Part 2A: The Brochure

An RIA will have significant freedom to craft Brochure disclosures in a manner that is appropriate to its advisory business or business lines or products, provided that all items in the Form ADV Part 2 are included under the item headings and in the order set forth in the Form.27 If a particular item is not relevant to an RIA's business, the RIA must include the item's heading and specifically state that such item is not applicable. Cross-references may be included to direct the client's attention to disclosure that is responsive to more than one item. Brochures must be written in plain English, taking into consideration the RIA clients' level of financial sophistication, and "should use, among other things, short sentences; definite, concrete, everyday words; and the active voice."28

Brochures will include the following disclosures, among others:

  • Cover Page and Summary of Material Changes.29 The cover page must include similar information to that currently required by the Part II Brochure (e.g., the RIA's name, address, website (if any), phone number and the date of the Brochure) and, additionally, must include a general telephone number and/or email address that clients could contact for further information.30 An RIA must include, on the cover page, disclosure that neither the SEC nor any state regulatory authority has approved the Brochure and, in the case of an RIA that holds itself out as registered, the cover page must also state that "registration does not imply a certain level of skill or training."31 Additionally, as noted above, an RIA will be required to file and to provide to recipients of a previous Brochure a Material Changes Summary.32 An RIA may choose to include the Material Changes Summary in the Brochure itself or through a separate communication. If the former option is chosen, the Material Changes Summary must appear on or immediately following the cover page of the Brochure.
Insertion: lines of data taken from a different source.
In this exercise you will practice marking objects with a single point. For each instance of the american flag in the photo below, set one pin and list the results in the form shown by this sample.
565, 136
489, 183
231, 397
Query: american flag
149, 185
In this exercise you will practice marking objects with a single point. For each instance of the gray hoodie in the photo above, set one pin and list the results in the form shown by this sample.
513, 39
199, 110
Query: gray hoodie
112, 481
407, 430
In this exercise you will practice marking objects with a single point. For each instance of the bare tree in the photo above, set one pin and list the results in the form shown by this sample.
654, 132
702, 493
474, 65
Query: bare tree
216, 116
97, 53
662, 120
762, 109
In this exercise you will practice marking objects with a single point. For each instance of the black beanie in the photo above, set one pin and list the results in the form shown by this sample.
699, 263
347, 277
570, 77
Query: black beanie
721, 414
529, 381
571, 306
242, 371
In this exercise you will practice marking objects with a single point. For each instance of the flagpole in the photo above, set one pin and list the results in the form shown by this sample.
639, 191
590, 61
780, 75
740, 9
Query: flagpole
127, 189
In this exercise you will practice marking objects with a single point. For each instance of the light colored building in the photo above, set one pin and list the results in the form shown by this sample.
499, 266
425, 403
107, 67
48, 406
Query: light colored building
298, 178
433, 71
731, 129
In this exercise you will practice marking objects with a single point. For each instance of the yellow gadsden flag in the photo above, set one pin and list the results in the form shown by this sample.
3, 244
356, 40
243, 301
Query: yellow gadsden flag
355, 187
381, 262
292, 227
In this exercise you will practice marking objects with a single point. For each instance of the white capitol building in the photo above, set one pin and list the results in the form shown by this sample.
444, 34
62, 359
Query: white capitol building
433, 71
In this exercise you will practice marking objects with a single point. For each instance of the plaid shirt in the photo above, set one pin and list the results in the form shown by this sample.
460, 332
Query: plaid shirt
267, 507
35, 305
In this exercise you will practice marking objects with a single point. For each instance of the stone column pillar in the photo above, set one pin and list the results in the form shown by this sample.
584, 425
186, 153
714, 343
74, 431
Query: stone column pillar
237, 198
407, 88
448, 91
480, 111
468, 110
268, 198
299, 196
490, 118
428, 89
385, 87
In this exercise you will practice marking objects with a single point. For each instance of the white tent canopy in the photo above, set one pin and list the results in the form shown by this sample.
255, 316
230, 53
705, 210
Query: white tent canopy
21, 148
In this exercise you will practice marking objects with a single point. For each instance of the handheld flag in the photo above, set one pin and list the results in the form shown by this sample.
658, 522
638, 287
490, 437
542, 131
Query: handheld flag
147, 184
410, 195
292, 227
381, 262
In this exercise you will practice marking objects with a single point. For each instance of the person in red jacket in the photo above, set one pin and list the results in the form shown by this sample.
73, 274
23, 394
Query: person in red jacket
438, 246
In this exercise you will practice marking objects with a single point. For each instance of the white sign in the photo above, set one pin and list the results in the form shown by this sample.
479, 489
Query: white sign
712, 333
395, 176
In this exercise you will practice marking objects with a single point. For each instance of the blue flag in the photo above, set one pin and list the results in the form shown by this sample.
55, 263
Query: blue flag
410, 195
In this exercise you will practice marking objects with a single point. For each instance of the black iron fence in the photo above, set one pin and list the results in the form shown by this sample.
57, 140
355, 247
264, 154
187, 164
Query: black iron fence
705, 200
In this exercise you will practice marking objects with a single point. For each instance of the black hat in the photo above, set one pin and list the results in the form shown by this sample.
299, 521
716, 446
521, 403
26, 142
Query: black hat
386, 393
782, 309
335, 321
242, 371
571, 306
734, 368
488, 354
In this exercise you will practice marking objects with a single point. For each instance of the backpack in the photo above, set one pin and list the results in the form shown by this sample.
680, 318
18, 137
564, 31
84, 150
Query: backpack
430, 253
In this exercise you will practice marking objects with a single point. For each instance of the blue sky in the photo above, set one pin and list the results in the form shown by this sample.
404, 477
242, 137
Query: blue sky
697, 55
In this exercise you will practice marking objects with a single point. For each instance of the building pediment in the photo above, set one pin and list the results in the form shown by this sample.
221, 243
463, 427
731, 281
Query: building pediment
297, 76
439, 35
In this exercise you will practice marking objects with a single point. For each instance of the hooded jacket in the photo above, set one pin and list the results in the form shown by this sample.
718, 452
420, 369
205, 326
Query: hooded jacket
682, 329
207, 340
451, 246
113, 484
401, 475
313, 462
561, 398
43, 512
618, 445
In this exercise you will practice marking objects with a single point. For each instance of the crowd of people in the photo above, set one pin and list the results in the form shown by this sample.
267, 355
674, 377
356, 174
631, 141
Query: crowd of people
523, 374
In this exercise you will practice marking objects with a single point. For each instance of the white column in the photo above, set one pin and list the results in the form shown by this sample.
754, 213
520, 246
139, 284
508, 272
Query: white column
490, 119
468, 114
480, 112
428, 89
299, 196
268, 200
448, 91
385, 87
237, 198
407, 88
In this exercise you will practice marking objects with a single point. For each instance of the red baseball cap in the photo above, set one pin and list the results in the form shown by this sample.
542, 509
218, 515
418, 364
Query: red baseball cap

If the latter option is chosen, the communication must: (i) offer to provide a current Brochure without charge; (ii) include a website address, email address and/or telephone number by which a client may obtain the current Brochure; and (iii) be filed as an exhibit to the Brochure on the IARD system.33
  • Table of Contents.34 While the Part II Brochure includes a table of contents, the current table of contents applies only to the check-the-boxportion of the form and does not provide the location of relevant disclosures within the narrative portion (i.e., Schedule F) of an existing Brochure. The new Part 2A requires that a table of contents must be "detailed enough so that . . . clients can locate topics easily" within the Brochure.
  • Description of the RIA's Advisory Business and Services.35 An RIA will be required to include a narrative general description of its advisory business or businesses, including: (i) the types of services offered; (ii) whether the RIA holds itself out as specializing in a particular type of service; (iii) the amount of client assets it currently manages; 36 (iv) how long the firm has been in business; and (v) identification of the RIA's principal owners.37 Additionally, more specific disclosure will be required regarding: (i) the types of clients the RIA generally services; (ii) any requirements for opening or maintaining accounts; (iii) how the RIA reviews client accounts; and (iv) the RIA's investment methods and strategies, as well as the risk of loss associated with such methods and strategies. Currently, the Part II Brochure requires some degree of description of the general advisory services offered, the types of clients serviced, account requirements, the RIA's investment methods and strategies, and account reviews.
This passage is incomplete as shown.